Considered a genetic or inherited condition, symptoms of Adie Syndrome commonly involve both of the eyes and, oddly enough, the lower extremities. Most commonly, Adie Syndrome is first recognized or diagnosed in women between age 20 and 40 when the Adie Syndrome symptoms first present as a nervous system disorder in which the deep reflexes of the legs are diminished. Following the dminishment in deep lower extremity reflexes, women, suffering from Adie Syndrome, will begin to notice a loss of visual acuity.
Diagnosing Adie Syndrome usually comes with the onset of lower extremity reflex deterioration resulting in a visit to a healthcare professional who, during the physical examination, may inquiry of visual acuity loss. During examination, using patellar tendon reflex studies, physicians can confirm the lower extremity disorder and then coorelate the condition to the visiual pupil abnormalities. In addition to neurological studes, the opthamologist may opt to test the eye using drops of a diluted .01% pilocarpine solution. While the procedure is not painful, many patients report a delay in restored vision for several hours. As a result, when performing diagnostic studies, in the confirmation of Adie Syndrome, the patient may be required to stay at the clinic for several hours or be accompanied by a companion on the way home. When all other neurological conditions are ruled out, the diagnosis of Adie Syndrome, known as Adie’s Pupil, is commonly made when the pupil constriction or dilation is confirmed and coorelated with the loss of deep tendon reflexes in the lower extremities.

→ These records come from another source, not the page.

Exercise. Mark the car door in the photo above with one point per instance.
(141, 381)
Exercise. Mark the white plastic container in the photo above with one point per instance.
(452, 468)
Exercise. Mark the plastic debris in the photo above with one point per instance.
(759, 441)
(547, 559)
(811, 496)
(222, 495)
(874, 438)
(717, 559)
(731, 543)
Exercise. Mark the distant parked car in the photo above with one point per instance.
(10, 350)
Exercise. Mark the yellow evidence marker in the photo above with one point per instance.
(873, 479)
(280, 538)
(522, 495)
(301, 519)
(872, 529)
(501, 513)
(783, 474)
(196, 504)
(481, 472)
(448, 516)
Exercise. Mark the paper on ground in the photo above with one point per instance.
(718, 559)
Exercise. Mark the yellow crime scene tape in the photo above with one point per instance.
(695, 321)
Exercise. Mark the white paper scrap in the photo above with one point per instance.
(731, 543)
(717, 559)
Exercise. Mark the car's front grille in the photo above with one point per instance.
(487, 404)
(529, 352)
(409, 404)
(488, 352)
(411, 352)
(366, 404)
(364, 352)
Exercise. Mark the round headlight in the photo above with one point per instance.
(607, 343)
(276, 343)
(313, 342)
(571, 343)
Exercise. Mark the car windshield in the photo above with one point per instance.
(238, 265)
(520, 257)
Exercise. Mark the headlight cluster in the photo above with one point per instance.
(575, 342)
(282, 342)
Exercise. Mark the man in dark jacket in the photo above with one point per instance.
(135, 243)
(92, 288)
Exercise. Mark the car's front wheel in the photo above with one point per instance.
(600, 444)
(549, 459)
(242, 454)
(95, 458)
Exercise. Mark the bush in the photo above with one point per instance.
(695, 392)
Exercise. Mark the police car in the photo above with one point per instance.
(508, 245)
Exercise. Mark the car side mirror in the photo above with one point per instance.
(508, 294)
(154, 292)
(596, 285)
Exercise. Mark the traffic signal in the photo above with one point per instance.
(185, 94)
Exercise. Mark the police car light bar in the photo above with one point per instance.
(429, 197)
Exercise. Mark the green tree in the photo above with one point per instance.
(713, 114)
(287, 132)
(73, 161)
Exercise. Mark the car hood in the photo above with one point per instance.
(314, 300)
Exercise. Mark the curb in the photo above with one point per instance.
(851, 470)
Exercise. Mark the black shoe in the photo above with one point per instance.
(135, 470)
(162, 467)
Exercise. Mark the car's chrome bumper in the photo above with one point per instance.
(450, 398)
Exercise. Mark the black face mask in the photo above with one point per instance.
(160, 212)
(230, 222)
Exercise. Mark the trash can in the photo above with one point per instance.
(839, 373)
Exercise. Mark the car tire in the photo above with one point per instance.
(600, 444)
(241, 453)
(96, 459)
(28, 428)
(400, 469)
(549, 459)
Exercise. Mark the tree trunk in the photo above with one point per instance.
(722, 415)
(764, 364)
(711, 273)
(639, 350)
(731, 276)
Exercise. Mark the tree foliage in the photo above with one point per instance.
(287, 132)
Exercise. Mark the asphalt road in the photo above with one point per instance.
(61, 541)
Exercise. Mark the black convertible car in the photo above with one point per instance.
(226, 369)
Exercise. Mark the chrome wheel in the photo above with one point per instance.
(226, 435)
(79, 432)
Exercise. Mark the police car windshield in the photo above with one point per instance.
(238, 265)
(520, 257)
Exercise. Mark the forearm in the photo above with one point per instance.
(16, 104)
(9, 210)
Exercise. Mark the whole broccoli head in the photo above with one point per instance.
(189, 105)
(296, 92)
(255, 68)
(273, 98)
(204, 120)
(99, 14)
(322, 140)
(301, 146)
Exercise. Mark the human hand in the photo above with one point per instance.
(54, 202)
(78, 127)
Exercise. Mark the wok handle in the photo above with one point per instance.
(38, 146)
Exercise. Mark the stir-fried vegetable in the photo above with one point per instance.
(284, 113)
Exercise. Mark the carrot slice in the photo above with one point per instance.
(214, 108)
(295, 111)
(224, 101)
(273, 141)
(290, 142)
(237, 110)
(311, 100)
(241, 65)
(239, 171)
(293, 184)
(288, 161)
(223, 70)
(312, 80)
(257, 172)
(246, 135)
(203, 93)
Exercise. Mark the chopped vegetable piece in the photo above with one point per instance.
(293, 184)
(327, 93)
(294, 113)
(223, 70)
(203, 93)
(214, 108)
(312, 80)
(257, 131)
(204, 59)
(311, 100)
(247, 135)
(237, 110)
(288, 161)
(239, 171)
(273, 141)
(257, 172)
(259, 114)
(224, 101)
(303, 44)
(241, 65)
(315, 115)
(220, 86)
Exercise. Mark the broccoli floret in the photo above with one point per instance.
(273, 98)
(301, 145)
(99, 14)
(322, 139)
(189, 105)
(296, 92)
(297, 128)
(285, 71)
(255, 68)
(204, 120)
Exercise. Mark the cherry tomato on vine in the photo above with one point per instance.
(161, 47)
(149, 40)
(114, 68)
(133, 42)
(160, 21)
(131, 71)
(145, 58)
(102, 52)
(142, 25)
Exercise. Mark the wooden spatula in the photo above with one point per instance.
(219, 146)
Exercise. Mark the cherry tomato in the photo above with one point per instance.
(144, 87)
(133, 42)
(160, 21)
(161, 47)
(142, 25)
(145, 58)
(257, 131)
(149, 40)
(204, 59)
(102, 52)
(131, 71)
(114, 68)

the treatment of Adie Syndrome is rather simple as the condition is not progressive and will not deteriorate with age. As standard procedure, reading glasses are required in addition to the use of prescription eye drops in cases of hyperdilation. For many sufferers of Adie Syndrome, complications are rare but, generally, arise when age associated visual deterioration sets in. When this occurs, the age deterioration of vision may further complicate Adie Syndrome leading to few clinical options for improving eye sight.

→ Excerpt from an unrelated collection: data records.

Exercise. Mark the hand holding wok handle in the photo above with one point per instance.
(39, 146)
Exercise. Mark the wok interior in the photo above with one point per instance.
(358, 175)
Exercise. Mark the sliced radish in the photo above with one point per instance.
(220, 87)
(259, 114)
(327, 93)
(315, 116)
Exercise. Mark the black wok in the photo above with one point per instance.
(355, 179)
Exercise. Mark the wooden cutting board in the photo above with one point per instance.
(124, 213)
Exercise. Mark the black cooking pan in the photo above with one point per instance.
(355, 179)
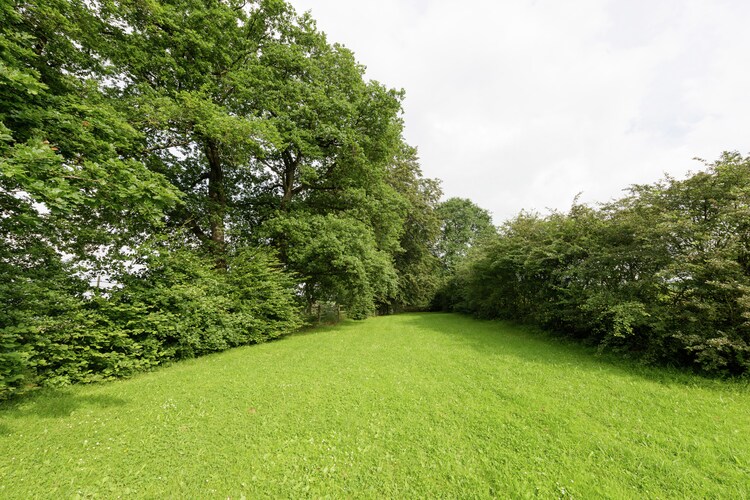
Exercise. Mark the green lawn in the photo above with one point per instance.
(405, 406)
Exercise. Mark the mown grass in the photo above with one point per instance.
(406, 406)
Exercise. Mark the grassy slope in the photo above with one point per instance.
(413, 405)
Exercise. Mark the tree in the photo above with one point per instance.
(463, 226)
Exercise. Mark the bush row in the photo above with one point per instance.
(662, 274)
(178, 306)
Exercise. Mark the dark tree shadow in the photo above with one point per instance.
(57, 403)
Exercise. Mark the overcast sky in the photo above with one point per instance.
(522, 104)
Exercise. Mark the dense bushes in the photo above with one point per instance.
(178, 307)
(662, 274)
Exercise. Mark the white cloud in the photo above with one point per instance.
(524, 104)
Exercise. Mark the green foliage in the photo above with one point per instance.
(216, 127)
(662, 274)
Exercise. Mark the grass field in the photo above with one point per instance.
(406, 406)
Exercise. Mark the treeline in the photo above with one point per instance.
(662, 274)
(183, 176)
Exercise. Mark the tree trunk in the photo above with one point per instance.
(290, 172)
(217, 203)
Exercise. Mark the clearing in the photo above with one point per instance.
(417, 405)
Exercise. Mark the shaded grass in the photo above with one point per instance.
(411, 405)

As with any visual disorder, early diagnosis and intervention is key to maintaining the most optimal of vision health. When suffering from symptoms associated with blurred vision, visit an opthamologist for immediate attention. When symptoms are accompanied by a loss of reflexes in the lower extremities, the opthamologist may recommend a consultation with a neurologist as a way for ruling out, or diagnosing, a condition such as Adie Syndrome. As in most preventative programs, obtaining an annual vision exam, from a reputable optometrist, will further decrease the risk of developing life impacting visual deterioration and provide early intervention in the treatment of genetic or hereditary conditions such as Adie Syndrome.